Identity, community & calling shenanigans on BS in the raw, real, nostalgic Situational Anarchy

 Graham Isador in Situational Anarchy

 

Pressgang Theatre joins forces with Pandemic Theatre to present Graham Isador’s one-man work of creative non-fiction Situational Anarchy, direction/dramaturgy by Tom Arthur Davis and Jivesh Parasram, and opening last night at Stop Drop N Roll.

Autobiographical, with an altered timeline and an amalgamation of several bands that were seminal in Isador’s life, Situational Anarchy is part self-discovery, part confession, and part ‘fuck you’ to betrayal and bullshit.

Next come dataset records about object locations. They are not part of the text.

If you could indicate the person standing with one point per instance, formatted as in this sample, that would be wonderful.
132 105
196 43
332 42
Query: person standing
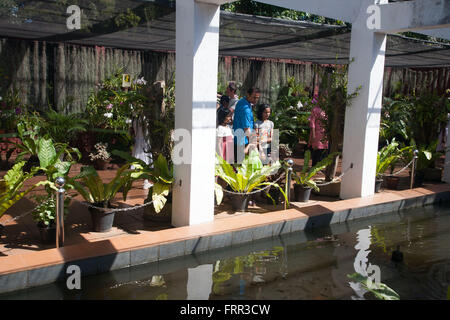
231 93
243 124
264 131
317 136
224 136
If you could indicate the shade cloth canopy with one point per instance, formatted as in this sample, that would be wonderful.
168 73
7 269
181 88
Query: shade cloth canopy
150 25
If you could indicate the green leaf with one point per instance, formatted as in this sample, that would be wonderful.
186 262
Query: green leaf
46 152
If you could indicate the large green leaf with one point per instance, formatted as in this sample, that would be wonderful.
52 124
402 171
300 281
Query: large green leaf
159 193
46 152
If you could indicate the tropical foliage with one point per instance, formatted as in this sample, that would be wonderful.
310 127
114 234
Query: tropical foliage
94 190
305 177
45 211
291 112
113 107
11 186
334 99
248 176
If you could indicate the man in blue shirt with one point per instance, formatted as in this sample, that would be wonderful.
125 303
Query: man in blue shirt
243 123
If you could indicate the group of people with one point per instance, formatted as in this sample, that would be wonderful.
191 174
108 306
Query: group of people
238 133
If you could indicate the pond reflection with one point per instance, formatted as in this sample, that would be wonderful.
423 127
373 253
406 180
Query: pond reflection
302 265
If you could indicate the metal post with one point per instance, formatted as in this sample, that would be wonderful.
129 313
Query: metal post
413 170
290 163
60 212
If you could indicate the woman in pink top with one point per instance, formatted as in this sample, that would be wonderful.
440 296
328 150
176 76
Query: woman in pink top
317 136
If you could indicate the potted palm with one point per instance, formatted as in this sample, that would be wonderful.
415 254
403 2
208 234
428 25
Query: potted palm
392 181
99 194
160 173
386 156
160 192
45 214
304 182
242 179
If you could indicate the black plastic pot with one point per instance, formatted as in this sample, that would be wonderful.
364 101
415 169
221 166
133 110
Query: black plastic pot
419 178
378 183
301 194
392 182
47 233
239 202
275 194
102 220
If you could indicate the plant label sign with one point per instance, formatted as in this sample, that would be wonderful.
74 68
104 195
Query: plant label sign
126 80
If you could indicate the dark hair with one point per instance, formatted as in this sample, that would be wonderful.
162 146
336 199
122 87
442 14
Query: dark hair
253 89
222 113
224 99
260 110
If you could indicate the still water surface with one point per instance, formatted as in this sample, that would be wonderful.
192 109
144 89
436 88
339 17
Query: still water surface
302 265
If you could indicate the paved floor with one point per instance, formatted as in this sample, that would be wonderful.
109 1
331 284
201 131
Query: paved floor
22 235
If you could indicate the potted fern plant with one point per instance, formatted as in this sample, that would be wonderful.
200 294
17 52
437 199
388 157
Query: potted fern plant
386 157
99 194
242 179
45 214
161 191
304 182
160 173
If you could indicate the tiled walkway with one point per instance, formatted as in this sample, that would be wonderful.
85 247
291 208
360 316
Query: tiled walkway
22 236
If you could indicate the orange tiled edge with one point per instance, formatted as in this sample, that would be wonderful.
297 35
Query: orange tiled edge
28 261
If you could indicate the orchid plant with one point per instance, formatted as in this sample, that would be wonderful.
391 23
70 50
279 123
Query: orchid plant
111 106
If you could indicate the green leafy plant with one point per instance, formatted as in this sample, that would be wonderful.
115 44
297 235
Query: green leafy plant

From the thoughtful, curious 11-year-old whose mind is blown when his mum gets real about his grade 6 music performance, to the awkward, large and bullied kid stumbling onto puberty, Graham is searching for meaning and desperate to belong. Try as he may, he can’t seem to find his place and almost checks out—then he discovers the punk band Against Me and its lead singer Laura Jane Grace, who later transitioned from male to female. Beyond the music, the social activism and humanity of this world resonate strongly.

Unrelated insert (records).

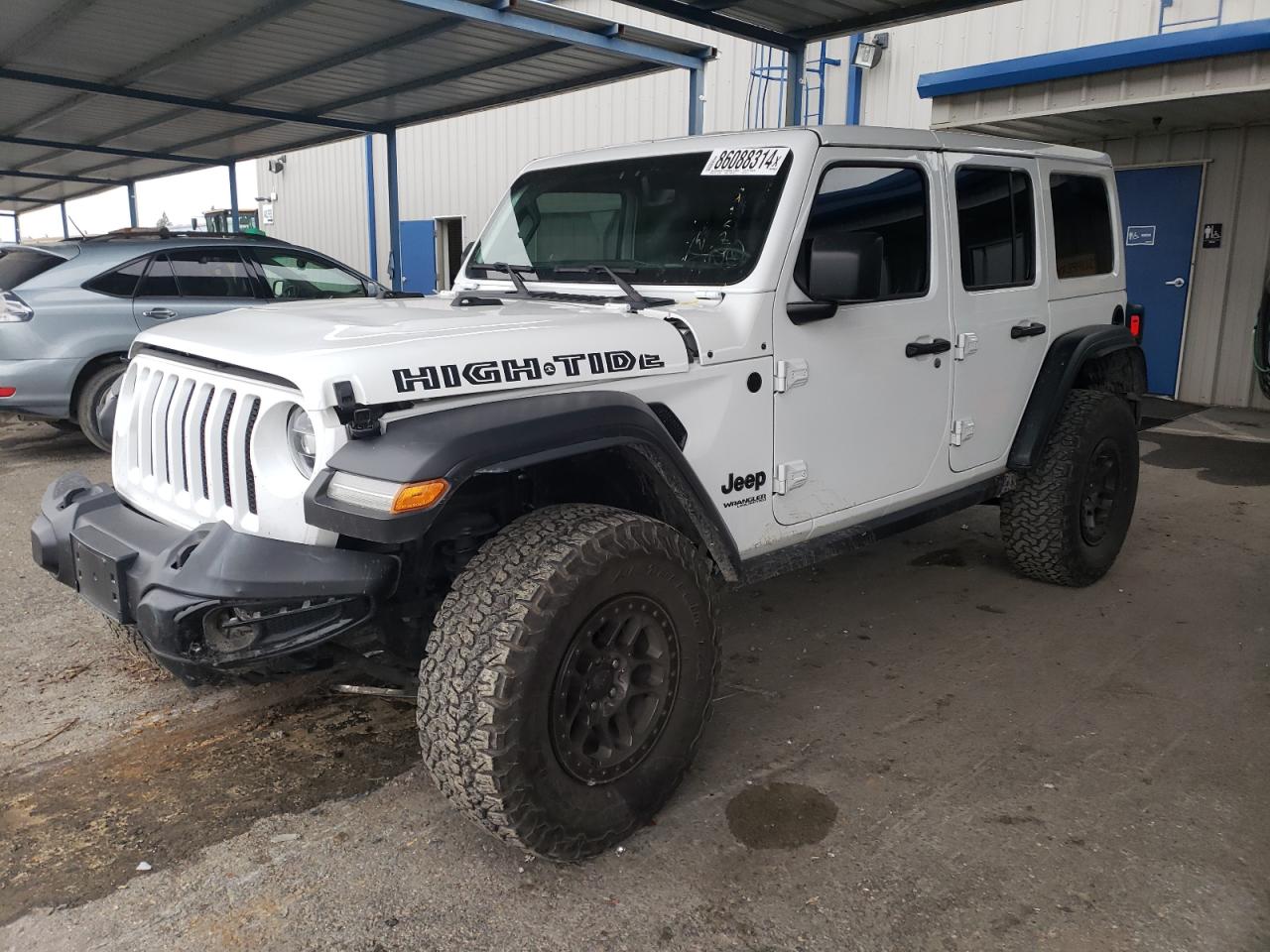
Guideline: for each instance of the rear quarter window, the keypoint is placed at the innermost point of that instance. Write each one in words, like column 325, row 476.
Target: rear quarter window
column 1083, row 244
column 19, row 266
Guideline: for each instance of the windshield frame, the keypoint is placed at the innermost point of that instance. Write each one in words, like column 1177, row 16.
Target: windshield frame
column 763, row 225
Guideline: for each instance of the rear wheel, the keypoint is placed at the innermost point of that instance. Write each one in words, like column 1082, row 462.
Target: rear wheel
column 1069, row 517
column 568, row 679
column 91, row 391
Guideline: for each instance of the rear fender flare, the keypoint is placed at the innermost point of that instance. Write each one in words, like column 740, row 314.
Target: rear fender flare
column 1058, row 375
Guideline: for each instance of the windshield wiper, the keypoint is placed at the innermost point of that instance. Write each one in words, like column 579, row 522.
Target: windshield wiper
column 636, row 301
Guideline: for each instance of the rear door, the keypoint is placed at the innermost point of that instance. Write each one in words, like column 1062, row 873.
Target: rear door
column 191, row 282
column 1000, row 302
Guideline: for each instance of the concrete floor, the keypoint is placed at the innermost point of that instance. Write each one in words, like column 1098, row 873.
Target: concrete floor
column 912, row 749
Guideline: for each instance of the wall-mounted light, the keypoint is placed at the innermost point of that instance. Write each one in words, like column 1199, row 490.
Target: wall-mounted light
column 869, row 51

His joy at discovering the music and the message increases when he finds community in the band’s online chatroom—and the cool, fun, smart Mouse, who lives in LA and steals his heart. Things fall apart when he gets caught up in Mouse’s unhealthy body image lifestyle and Against Me signs with Warner Music—which he views as a sell-out, as Warner also owns CNN—and he loses that online community and Mouse. Things come to a violent head when he drops by a local punk bar. It’s definitely not the community he knows and loves. Drafting a letter to Laura Jane Grace throughout, his correspondence serves as a framework for his story. And he’s calling bullshit on her. Years later, he takes a job interviewing her. So much to say.

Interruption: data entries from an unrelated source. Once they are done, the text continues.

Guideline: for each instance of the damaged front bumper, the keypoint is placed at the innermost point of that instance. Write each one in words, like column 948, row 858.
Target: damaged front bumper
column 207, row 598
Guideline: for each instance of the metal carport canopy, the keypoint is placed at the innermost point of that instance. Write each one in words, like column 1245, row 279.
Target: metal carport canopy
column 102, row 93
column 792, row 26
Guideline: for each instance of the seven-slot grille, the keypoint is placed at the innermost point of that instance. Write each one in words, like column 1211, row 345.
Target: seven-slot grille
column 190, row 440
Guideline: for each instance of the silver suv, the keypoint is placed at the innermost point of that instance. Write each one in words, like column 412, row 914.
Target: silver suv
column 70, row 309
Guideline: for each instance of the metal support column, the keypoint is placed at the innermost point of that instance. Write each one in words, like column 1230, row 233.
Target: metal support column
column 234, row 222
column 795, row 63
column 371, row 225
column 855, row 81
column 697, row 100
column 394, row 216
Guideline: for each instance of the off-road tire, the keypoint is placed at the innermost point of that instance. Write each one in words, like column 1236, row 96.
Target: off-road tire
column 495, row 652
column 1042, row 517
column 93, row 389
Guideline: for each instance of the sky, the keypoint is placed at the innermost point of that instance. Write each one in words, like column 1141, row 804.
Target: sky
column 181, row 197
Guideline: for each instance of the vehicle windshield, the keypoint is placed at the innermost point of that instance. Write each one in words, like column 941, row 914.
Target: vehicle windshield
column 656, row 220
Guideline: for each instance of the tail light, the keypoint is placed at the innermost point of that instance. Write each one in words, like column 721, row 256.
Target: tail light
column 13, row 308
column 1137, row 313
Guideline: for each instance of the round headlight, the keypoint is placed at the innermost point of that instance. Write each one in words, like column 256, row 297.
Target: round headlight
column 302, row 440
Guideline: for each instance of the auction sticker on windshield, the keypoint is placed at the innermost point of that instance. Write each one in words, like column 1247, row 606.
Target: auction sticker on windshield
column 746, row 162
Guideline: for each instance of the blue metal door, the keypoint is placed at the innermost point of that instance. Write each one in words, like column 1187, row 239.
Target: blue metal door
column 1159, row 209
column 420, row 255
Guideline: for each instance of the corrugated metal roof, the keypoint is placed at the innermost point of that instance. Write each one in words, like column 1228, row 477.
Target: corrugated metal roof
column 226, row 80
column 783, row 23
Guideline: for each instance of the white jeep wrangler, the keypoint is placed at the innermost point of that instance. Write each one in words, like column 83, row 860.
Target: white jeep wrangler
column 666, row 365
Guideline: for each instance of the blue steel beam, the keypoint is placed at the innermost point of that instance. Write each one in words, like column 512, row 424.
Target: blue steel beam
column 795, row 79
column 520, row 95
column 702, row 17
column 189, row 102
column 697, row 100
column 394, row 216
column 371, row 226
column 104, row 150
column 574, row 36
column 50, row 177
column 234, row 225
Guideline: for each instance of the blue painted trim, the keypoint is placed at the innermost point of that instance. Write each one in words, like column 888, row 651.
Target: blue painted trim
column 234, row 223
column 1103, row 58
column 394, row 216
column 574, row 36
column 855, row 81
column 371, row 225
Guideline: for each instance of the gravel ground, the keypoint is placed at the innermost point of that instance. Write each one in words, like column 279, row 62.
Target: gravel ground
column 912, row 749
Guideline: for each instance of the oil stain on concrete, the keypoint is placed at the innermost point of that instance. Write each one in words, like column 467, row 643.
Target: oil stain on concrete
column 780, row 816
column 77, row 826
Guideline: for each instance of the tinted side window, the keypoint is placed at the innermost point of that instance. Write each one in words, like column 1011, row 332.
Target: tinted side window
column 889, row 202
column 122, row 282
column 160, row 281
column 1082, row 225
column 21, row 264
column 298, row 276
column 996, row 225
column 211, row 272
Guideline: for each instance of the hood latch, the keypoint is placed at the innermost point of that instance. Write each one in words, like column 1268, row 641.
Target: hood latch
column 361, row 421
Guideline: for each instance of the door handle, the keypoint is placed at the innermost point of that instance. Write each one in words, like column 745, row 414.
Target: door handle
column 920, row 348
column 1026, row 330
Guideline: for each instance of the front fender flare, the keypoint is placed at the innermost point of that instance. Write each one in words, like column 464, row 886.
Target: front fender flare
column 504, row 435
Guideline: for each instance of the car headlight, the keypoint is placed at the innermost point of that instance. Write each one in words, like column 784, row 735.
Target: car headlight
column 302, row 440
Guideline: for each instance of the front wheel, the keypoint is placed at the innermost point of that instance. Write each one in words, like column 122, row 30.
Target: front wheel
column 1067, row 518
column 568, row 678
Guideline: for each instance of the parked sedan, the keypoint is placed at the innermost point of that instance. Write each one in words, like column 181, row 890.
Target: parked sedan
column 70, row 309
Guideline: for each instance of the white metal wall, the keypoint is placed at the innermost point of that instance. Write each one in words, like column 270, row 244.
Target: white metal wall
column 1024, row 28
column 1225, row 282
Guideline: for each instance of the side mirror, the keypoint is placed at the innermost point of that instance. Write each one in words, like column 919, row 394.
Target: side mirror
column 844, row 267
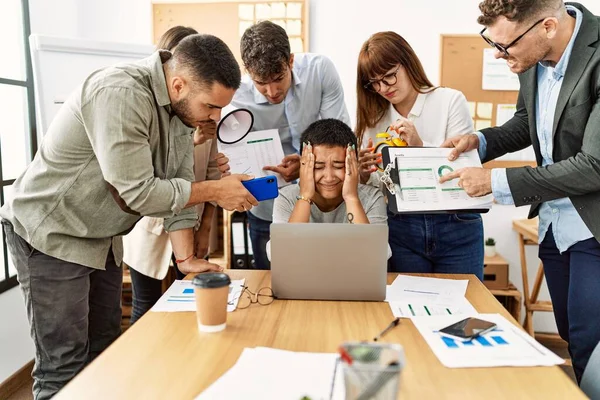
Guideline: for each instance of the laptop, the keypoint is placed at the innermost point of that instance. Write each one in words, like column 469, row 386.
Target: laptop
column 329, row 261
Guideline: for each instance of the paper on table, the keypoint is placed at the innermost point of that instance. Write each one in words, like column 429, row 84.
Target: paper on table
column 416, row 308
column 266, row 373
column 415, row 296
column 435, row 289
column 180, row 297
column 257, row 150
column 507, row 345
column 419, row 171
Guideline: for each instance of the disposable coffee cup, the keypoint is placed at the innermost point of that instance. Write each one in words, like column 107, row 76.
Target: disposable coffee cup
column 211, row 290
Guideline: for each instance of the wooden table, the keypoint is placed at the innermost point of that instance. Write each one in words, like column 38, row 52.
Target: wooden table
column 163, row 356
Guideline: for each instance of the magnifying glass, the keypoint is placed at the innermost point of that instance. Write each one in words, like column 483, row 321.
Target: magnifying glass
column 235, row 126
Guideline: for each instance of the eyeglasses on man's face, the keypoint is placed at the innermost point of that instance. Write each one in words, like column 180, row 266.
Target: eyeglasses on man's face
column 389, row 80
column 504, row 49
column 264, row 297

Staged with multiple microphones, Situational Anarchy is a punk rock solo theatre piece. Isador’s performance is genuine, raw and personal, revealing a dark, edgy sense of humour and a profound longing to connect and belong. Weaving stories of coming of age, body image, homophobia, music and activism, he opens and closes his heart and mind to us in a funny and heart-breaking, at times violent, misfit’s journey of storytelling—reminding us of the power of music and message to inspire and unite.

With shouts to the design/running team: Ron Kelly (sound), Laura Warren (lighting/projection) and Heather Bellingham (stage manager).

Identity, community and calling shenanigans on bullshit in the raw, real, nostalgic Situational Anarchy.

Situational Anarchy continues at Stop Drop N Roll (300 College St., Toronto—above Rancho Relaxo) until June 3. Tickets at the door are Pay What You Want; advance tickets available online for $15. Heads-up: Seating very limited; only 25 seats per night.

All proceeds from the show (after expenses) will be donated to Trans Lifeline [US: (877) 565-8860 Canada: (877) 330-6366] and Gender is Over.

The closing performance will be followed by a set from Stuck Out Here.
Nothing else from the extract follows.